2. For One Night Only

When he peels the car away from the kerb he thinks that of all the mistakes he's made about Brenda Leigh Johnson, this is the worst. Certainly the most stupid and he has had plenty of experience with stupid things.

Putting a move on your boss ranks pretty high on the scale, especially when she's the ex of the big boss and he wonders vaguely if Pope has managed to get her back, which would just make everything perfect.

She's an impossible human being and he concentrates on that fact for a moment, nearly running a red light and braking just in time. A hurricane of a woman: clever, tough-minded and a little crazy; and the worst part of it is that he likes those things in a woman.

He licks the taste of her from his lips, rich and deep like the wine she'd been drinking and just as addictive. He wonders if maybe he should go to a meeting; he imagines shuffling into the back, tripping over the feet of the guy who's spent the day hanging around outside a bar without going in and is now crying to himself (because there's always one like that) and standing up to confess to being whatever it is you'd call someone who's stuck on Brenda Leigh. That would be an idiot, a small part of his brain tells him and he has to agree.

But then decides no, he'll handle this, and that just for now, for this one night only he'll be an addict again. For tonight he'll give in, he'll revel in her, the memory of her, the way she had said his name. Andy. Two simple syllables given a cadence by her accent that he had never heard before. Breathiness behind it and he imagines her saying it again, sighing it.

After tonight he'll catch hold, push it down deep, lock her away along with all the other things he's given up. Another memory that he won't take out and look at because it's safer that way. Need is something he's learnt to control, to deal with in small doses.

But for now he allows himself the luxury. The traffic light turns to green, to red, and back again before he notices and the car judders through the intersection. He should have known, he reflects, that she would have this effect, in the end; she can stand everyone else on their head so there's no reason why he should be immune.

Working for her was, once, a form of not-so-subtle torture; it is still torture, but of a different kind and one that he took on willingly. If she had thrown him to the wolves, and he admits that he couldn't have blamed her, he could still have been nursing his hostility but then there wouldn't be this; this, whatever it is, and he isn't sure that he wants to give it up. He feels light-headed, like after the first hit of a cigarette but stronger, and for a moment he thinks that he'd do anything- Maybe this is what the real junkies feel and maybe he'll have a bit more sympathy for them from now on, but probably not.

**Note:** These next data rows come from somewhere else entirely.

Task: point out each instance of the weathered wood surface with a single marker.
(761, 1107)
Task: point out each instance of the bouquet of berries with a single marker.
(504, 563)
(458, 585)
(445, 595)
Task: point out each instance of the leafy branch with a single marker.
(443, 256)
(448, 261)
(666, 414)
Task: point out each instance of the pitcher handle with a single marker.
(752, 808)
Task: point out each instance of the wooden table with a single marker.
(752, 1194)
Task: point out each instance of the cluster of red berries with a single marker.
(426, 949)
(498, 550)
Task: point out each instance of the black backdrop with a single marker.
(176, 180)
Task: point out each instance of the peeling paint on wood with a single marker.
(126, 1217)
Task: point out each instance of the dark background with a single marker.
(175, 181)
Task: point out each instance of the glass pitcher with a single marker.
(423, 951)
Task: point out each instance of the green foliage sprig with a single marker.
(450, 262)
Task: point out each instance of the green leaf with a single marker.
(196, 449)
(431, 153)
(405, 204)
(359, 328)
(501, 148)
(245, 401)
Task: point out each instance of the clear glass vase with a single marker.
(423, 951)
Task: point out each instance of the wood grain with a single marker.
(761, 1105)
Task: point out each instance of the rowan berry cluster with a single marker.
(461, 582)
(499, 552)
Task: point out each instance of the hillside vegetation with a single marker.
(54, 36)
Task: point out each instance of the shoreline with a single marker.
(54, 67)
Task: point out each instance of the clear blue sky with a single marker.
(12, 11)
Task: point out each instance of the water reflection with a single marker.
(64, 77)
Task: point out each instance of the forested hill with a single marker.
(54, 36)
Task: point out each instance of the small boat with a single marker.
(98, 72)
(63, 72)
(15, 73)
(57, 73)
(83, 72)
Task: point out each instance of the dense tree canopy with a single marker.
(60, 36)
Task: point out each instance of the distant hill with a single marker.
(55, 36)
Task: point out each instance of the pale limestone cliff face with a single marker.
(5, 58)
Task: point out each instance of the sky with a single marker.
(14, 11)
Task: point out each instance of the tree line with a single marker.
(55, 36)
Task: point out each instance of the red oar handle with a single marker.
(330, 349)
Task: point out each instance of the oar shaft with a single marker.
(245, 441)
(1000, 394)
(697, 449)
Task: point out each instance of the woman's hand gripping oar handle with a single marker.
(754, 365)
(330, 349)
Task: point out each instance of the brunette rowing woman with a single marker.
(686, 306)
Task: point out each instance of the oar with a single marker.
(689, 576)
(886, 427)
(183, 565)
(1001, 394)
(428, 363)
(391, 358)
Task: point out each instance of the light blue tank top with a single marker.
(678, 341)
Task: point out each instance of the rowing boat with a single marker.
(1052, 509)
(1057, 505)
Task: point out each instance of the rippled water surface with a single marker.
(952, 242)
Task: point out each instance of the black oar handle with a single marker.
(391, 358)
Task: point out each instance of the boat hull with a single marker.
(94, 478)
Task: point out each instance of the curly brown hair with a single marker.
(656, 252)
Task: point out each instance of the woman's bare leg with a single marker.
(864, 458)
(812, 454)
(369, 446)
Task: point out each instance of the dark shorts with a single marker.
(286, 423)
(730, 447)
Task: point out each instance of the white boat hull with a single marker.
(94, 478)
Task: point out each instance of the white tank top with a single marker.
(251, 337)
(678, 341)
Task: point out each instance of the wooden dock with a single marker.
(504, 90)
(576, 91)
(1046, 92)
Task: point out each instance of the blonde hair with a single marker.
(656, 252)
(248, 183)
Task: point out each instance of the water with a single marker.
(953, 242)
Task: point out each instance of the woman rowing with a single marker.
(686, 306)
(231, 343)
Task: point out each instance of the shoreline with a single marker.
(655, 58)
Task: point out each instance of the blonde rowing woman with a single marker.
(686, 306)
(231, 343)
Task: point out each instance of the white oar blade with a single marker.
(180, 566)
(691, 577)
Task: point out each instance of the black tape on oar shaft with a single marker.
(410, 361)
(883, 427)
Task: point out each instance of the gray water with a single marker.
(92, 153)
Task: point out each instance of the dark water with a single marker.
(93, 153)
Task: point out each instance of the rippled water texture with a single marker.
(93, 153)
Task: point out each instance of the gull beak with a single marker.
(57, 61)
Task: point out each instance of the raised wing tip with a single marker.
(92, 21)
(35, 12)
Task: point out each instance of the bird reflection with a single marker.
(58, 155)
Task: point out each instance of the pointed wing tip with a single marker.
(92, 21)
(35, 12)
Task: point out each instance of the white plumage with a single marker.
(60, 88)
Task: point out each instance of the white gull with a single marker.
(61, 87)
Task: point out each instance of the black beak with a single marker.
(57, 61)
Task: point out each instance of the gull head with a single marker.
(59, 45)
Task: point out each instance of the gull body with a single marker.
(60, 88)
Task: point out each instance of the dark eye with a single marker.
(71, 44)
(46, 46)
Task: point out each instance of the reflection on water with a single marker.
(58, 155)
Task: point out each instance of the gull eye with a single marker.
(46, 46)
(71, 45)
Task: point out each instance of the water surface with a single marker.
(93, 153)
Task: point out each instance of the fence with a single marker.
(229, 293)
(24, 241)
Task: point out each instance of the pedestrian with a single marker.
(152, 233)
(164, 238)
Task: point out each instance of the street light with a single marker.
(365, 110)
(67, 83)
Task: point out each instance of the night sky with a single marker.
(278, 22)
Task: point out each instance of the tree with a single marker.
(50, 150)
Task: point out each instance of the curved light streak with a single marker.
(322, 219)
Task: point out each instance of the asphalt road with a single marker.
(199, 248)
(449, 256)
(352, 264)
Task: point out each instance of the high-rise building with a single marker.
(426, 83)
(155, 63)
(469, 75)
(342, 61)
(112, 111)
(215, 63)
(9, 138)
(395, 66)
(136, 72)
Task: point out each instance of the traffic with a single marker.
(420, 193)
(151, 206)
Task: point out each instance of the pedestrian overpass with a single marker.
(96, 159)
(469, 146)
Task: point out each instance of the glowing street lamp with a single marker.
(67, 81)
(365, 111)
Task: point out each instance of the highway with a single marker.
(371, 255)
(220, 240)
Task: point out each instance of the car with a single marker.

Back home, his own place, on safe ground. He wonders if she's still awake, scouring the house for the stash of candy he knows she'll have somewhere, the cat trailing along behind her. Perhaps she's already in bed, gold hair tangled across her pillow and he lingers on that image for a while. He's allowing himself that.

Even with city blocks between them she is still overwhelming. There was a time, for a long time, when he liked to be lost and he could be lost again, over her. He'll be lost, just for a few hours, just until morning and then-

And then they'll go back to the way it was before and the next time the squad goes out they'll sit at opposite ends of the tables and he won't drive her home.

He thought he'd left the scent of her perfume behind but he can still smell it.

The rooms are too quiet. Turn on the stereo, whatever was playing the last time starts up again, sound filling up the speakers and spilling out into the darkness of his home. The arrangement of strings is instantly familiar. Sinatra, of course, the last really good one, Point of No Return,1962. The smile that greets it is grim. It's ironic, he thinks, and he really hates irony.